Prokuratura Generalna Ukrainy postawiła byłemu generałowi MSW Ołeksijowi Pukaczowi zarzut umyślnego zabójstwa opozycyjnego dziennikarza Georgia Gongadzego. Do brutalnego mordu doszło w 2000 roku.
"Śledztwo ustaliło, że Ołeksij Pukacz (...) w okresie od maja do września 2000 roku nadużył władzy i przekroczył swe uprawnienia służbowe w stosunku do działacza społecznego Ołeksandra Podolskiego [prześladowanego wówczas przez władze współpracownika Gongadzego - red.], oraz dziennikarza Georgija Gongadzego i popełnił umyślne zabójstwo tego ostatniego" - czytamy w opublikowanej w piątek decyzji prokuratury.

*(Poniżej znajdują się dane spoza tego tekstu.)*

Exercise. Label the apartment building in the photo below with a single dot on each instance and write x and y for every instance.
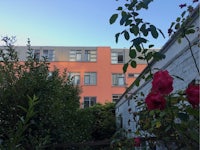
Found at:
(97, 70)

Prokuratura generalna przekazała już akt oskarżenia Pukacza do sądu.
Według ustaleń śledztwa Pukacz kierował grupą oficerów milicji, którzy porwali Gongadzego. Obecnie trzech z nich odsiaduje długoletnie wyroki więzienia. Pukacz miał osobiście zamordować Gongadzego, dusząc go paskiem.
Pukacz został zatrzymany w lipcu 2009 roku, po sześciu latach poszukiwań. Tuż po aresztowaniu wskazał miejsce, gdzie ukryto głowę Gongadzego.
Prezydent odrzuca oskarżenia
Gongadze, dziennikarz niezależnej gazety internetowej "Ukrainska Prawda", który tropił korupcję władz, zaginął we wrześniu 2000 roku. Dwa miesiące później jego pozbawione głowy ciało odnaleziono w lesie w okolicach Kijowa.
W sprawie został oskarżony również były prezydent Ukrainy Leonid Kuczma. Zarzuty wobec Kuczmy prokuratura opiera m.in. na zeznaniach jego byłego ochroniarza, majora Mykoły Melnyczenki. W 2000 roku opublikował on wykonane z podsłuchu w gabinecie prezydenckim nagrania, na których słychać, jak Kuczma w gniewie mówi, że należy pozbyć się Gongadzego.
Były prezydent konsekwentnie zaprzecza, by zlecał zabicie dziennikarza.